Investigation on sacrificial hydrolysis reaction of octadecyltrimethoxysilane for moisture resistance enhancement of metal–organic framework

Abstract

Imparting water resistance is important for structures which is vulnerable to moisture to maintain the performance. In this study, octadecyltrimethoxysilane (ODTMS), which forms a hydrophobic surface through polymerization on the surface of the material, was used to enhance the hydrophobicity of HKUST-1 (HHK-x). This self-assembled structure reacts as sacrificial barrier to continuously penetrating H2O molecules and this effect is evaluated with detection of O–H peak (3323 cm−1) in FT-IR spectra. The gas adsorption performance is conducted with CO2 gas and the adsorption amount was reduced by 20 % (from 5.77 to 4.62 mmol/g at 25 °C, 1 bar) compared with the pristine HKUST-1 following the trend of specific surface area.
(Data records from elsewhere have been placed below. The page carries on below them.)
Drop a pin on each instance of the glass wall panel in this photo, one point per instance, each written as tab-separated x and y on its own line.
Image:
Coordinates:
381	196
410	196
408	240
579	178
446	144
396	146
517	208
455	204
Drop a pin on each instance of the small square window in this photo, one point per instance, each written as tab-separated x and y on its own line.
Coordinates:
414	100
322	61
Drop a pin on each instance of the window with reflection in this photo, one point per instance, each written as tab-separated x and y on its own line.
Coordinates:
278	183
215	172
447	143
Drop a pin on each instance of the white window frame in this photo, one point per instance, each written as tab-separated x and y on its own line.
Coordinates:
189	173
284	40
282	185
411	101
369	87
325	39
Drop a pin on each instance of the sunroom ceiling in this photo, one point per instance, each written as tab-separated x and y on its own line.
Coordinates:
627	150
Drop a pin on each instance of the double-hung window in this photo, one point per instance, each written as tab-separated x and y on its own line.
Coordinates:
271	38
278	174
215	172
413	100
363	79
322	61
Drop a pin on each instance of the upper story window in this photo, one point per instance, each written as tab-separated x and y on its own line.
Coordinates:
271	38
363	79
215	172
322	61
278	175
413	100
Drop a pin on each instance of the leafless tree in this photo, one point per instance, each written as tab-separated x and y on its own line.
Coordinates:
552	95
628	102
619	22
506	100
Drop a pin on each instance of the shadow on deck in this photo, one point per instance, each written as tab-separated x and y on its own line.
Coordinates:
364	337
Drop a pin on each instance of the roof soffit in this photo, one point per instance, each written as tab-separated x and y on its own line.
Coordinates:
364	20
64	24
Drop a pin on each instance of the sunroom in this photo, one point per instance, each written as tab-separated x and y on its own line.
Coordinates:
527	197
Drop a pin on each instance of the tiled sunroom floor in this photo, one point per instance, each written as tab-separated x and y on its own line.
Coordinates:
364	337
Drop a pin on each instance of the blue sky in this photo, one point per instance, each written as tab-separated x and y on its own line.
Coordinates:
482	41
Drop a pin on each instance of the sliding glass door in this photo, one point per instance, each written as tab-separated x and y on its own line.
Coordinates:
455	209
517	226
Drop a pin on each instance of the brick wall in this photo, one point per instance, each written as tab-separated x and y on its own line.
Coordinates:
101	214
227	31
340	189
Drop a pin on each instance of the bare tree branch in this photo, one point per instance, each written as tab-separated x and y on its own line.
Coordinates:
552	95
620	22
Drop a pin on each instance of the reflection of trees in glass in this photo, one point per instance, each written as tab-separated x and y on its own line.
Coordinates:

However, water adsorption amount was reduced by 50.2 %, which is 2.5 times higher than the decrease in CO2 adsorption capacity. In addition, when the N2 adsorption and cycle adsorption performances were compared after exposing the sample to air for five days, it was confirmed that HHK-40 maintained its microporous structure and stable performance. The manufactured materials exhibited higher durability in a cyclic vapor sorption test depending on the loading amount of ODTMS and exhibits different tendency depending on the rate of humidity. These results experimentally indicate that accessible self-assembly process of ODTMS on water-vulnerable materials to be sustainable and stable in humid air conditions.